Tag Archives: Denomination risk

ECB Bond Purchases: Fiscal or Monetary Policy?

In an NBER working paper, Arvind Krishnamurthy, Stefan Nagel, and Annette Vissing-Jorgensen analyze which components of bond yields were affected by the European Central Bank’s government bond purchasing programs.

Given the institutional restrictions on monetary policy in the Euro area, the ECB had to carefully argue why it intervened in the first place. (To many, the case was obvious; the ECB intervention amounted to quasi-fiscal policy. But an intervention with this objective would not be covered by the rules of the Euro area.) It gave two reasons for the SMP, OMT, and LTRO:

The ECB has publicly stated that these policies reduce redenomination risk, i.e., the risk that the Eurozone might break up and countries redenominate domestic debt into new domestic currencies, and financial market “dysfunctionality,” i.e., segmentation- and illiquidity-induced pricing anomalies.

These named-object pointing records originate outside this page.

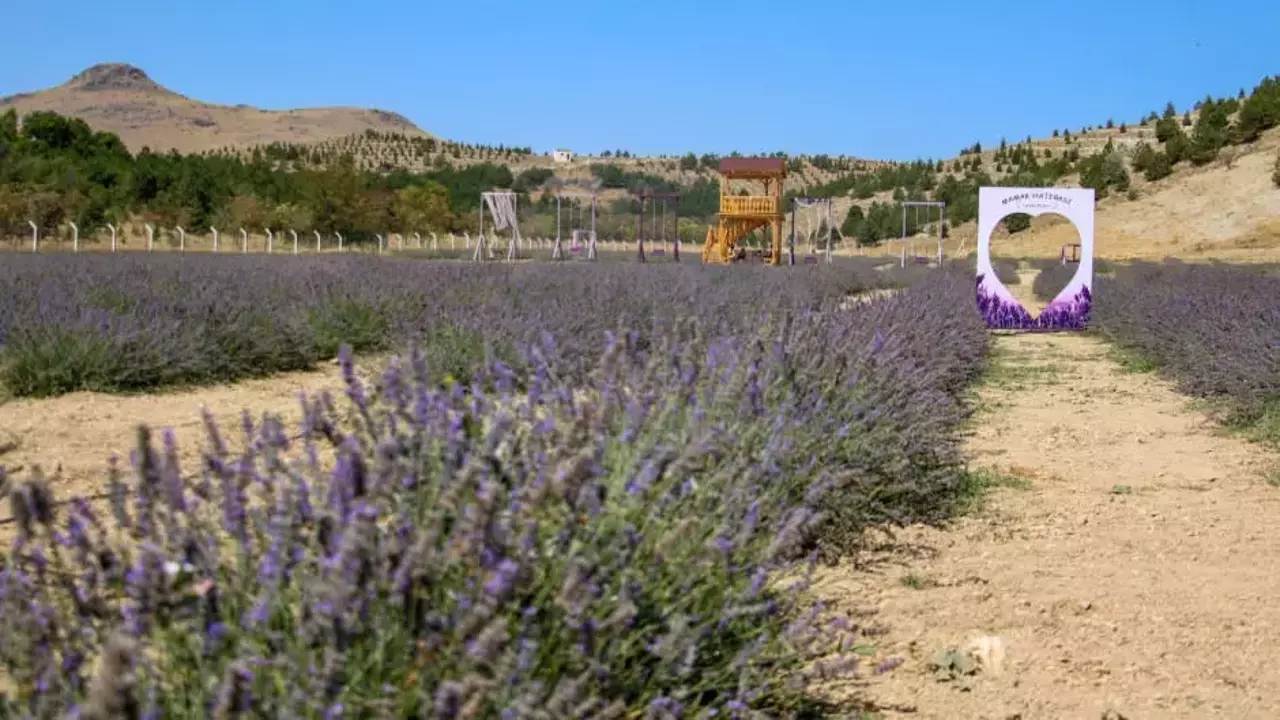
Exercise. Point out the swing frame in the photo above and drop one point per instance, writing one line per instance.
(791, 241)
(927, 205)
(558, 249)
(664, 196)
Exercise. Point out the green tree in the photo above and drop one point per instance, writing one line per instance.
(1015, 223)
(424, 208)
(1157, 167)
(851, 227)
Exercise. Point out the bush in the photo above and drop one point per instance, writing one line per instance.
(1212, 329)
(629, 542)
(1159, 167)
(131, 322)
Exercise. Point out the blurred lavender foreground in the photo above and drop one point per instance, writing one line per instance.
(617, 525)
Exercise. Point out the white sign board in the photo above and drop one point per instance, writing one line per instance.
(1070, 308)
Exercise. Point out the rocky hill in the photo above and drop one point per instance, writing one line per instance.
(123, 99)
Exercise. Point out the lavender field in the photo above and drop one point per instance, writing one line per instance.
(1212, 329)
(583, 492)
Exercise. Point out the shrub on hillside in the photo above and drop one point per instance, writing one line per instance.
(1157, 167)
(133, 322)
(621, 545)
(1212, 329)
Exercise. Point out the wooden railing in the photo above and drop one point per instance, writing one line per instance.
(749, 205)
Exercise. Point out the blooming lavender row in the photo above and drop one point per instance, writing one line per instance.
(1070, 314)
(1214, 329)
(135, 322)
(627, 541)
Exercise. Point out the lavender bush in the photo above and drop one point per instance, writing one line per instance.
(543, 542)
(136, 322)
(1215, 331)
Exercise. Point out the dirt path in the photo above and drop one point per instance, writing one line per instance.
(82, 431)
(1124, 559)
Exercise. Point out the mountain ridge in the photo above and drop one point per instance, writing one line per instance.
(123, 99)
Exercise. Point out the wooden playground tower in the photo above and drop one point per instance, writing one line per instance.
(741, 214)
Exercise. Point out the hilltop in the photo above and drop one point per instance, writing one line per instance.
(1193, 182)
(124, 100)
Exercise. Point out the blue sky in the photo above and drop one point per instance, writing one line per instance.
(877, 80)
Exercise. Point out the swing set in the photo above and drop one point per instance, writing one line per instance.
(658, 223)
(580, 237)
(928, 217)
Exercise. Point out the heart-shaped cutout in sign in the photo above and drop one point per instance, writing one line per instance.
(1070, 309)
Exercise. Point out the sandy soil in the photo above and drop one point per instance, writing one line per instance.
(82, 431)
(1121, 560)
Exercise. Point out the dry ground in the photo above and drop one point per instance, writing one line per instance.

The authors decompose bond yields into five components: an expectations hypothesis component; a euro-rate term premium; a default risk premium; a redenomination risk premium; and a component due to sovereign bond market segmentation. To identify the non-observable, country-specific components (reflecting default risk, redenomination risk, and sovereign bond market segmentation), the authors use information from asset prices that are differentially exposed to these components.

Specifically, they use the fact that

foreign-law sovereign bonds denominated in US dollars cannot be redenominated through domestic law changes … and redenomination into a new currency should affect all securities issued in a given country under the country’s local law equally.

The authors find that

the default risk premium and sovereign bond segmentation effect appear to have been the dominant channels through which the SMP and the OMT affected sovereign bond yields of Italy and Spain. Redenomination risk may have been present at times and it may have been a third policy channel for the SMP and OMT in the case of Spain and Portugal, but not for Italy. … default risk accounts for 30% of the fall in yields across SMP and OMT for Italy. Segmentation accounts for the other 70%. For Spain, the numbers are 42% (default risk), 15% (redenomination risk) and 43% (segmentation). For Portugal, the numbers are 40% (default risk), 24% (redenomination risk) and 36% (segmentation). For the LTROs, we find that their effect on Spanish bond yields worked almost entirely via the sovereign segmentation channel. We show that the more substantial impact of the LTROs on Spanish sovereign yields than on Italian and Portuguese sovereign yields is consistent with Spanish banks purchasing a larger fraction of outstanding sovereign debt in the months following the introduction of the LTROs.